The ability to isolate extracellular vesicles (EVs) such as exosomes or microparticles is an important method that is currently not standardized. While commercially available kits offer purification of EVs from biofluids, such purified EV samples will also contain non-EV entities such as soluble protein and nucleic acids that could confound subsequent experimentation. Ideally, only EVs would be isolated and no soluble protein would be present in the final EV preparation.
Researchers from the Lawson Health Research Institute compared commercially available EV isolation kits with immunoaffinity purification techniques and evaluated their final EV preparations using atomic force microscopy (AFM) and nanoscale flow cytometry (NFC).
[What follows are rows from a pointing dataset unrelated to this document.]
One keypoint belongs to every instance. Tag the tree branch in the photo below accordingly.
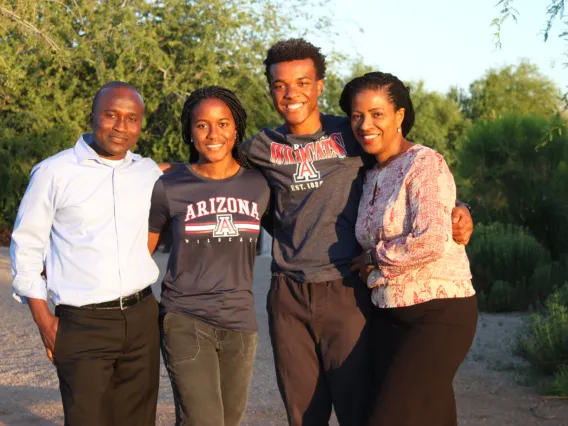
(14, 17)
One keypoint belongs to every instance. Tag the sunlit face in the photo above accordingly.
(295, 90)
(117, 121)
(213, 130)
(375, 122)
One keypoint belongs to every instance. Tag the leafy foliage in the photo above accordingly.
(55, 55)
(439, 122)
(516, 171)
(519, 89)
(544, 341)
(503, 258)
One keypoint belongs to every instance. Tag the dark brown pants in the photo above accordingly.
(320, 337)
(108, 364)
(428, 342)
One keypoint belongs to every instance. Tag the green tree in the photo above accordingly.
(554, 13)
(519, 89)
(54, 55)
(439, 122)
(516, 170)
(336, 80)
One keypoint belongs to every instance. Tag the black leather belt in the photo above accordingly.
(122, 302)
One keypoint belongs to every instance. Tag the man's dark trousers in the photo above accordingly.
(108, 363)
(320, 337)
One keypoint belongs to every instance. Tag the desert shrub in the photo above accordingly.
(503, 260)
(544, 341)
(546, 277)
(515, 170)
(501, 296)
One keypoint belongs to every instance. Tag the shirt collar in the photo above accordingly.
(84, 152)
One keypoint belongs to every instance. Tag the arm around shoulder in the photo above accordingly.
(30, 237)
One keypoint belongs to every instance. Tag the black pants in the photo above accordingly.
(428, 342)
(108, 364)
(210, 370)
(320, 337)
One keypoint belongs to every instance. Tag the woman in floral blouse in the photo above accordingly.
(419, 277)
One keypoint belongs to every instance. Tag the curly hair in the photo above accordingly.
(112, 85)
(294, 49)
(397, 93)
(239, 115)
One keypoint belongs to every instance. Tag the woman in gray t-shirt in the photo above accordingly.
(213, 206)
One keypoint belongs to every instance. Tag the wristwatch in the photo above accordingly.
(369, 258)
(461, 203)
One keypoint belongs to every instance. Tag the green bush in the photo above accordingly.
(546, 278)
(501, 296)
(544, 341)
(503, 259)
(22, 152)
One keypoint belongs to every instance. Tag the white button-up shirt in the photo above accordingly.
(88, 221)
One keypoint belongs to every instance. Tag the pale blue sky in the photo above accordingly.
(445, 42)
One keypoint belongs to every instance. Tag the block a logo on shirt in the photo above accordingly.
(225, 226)
(304, 156)
(222, 209)
(306, 172)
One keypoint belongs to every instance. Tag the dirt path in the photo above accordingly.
(488, 386)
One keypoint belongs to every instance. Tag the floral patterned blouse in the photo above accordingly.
(405, 215)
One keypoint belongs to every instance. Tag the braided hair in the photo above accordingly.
(397, 93)
(112, 85)
(239, 115)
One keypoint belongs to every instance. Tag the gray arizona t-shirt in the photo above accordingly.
(215, 226)
(316, 182)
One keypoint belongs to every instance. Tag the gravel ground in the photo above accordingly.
(489, 385)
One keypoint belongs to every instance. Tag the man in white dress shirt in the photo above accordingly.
(85, 217)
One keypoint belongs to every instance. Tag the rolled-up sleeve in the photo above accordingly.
(30, 238)
(431, 195)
AFM is the only modality capable of detecting distinguishing soluble protein from EVs which is important for downstream proteomics approaches. NFC is the only technique capable of quantitating the proportion of target EVs to non-target EVs in the final EV preparation.
To determine enrichment of prostate derived EVs relative to non-target MPs, anti-PSMA (Prostate Specific Membrane Antigen) antibodies were used in NFC. Antibody-based immunoaffinity purification generated the highest quality of prostate derived EV preparations due to the lack of protein and RNA present in the samples. All kits produced poor purity EV preparations that failed to deplete the sample of plasma protein.
Atomic force microscopy and nanoscale flow cytometry of
prostate derived EVs isolated using different methods
AFM images representing the height and amplitude of isolated EVs demonstrate the differences in content of extracellular vesicles vs co-isolated contaminant protein and non-target particles. Nanoscale flow cytometry (NFC) of all samples also demonstrates the differences between all methods in depleting “noise” populations (outside red boxes) (A-D)
While attractive due to their ease of use, EV purification kits do not provide substantial improvements in isolation of EVs from biofluids such as plasma. Immunoaffinity approaches are more efficient and economical and will also eliminate a significant portion of plasma proteins which is necessary for downstream approaches.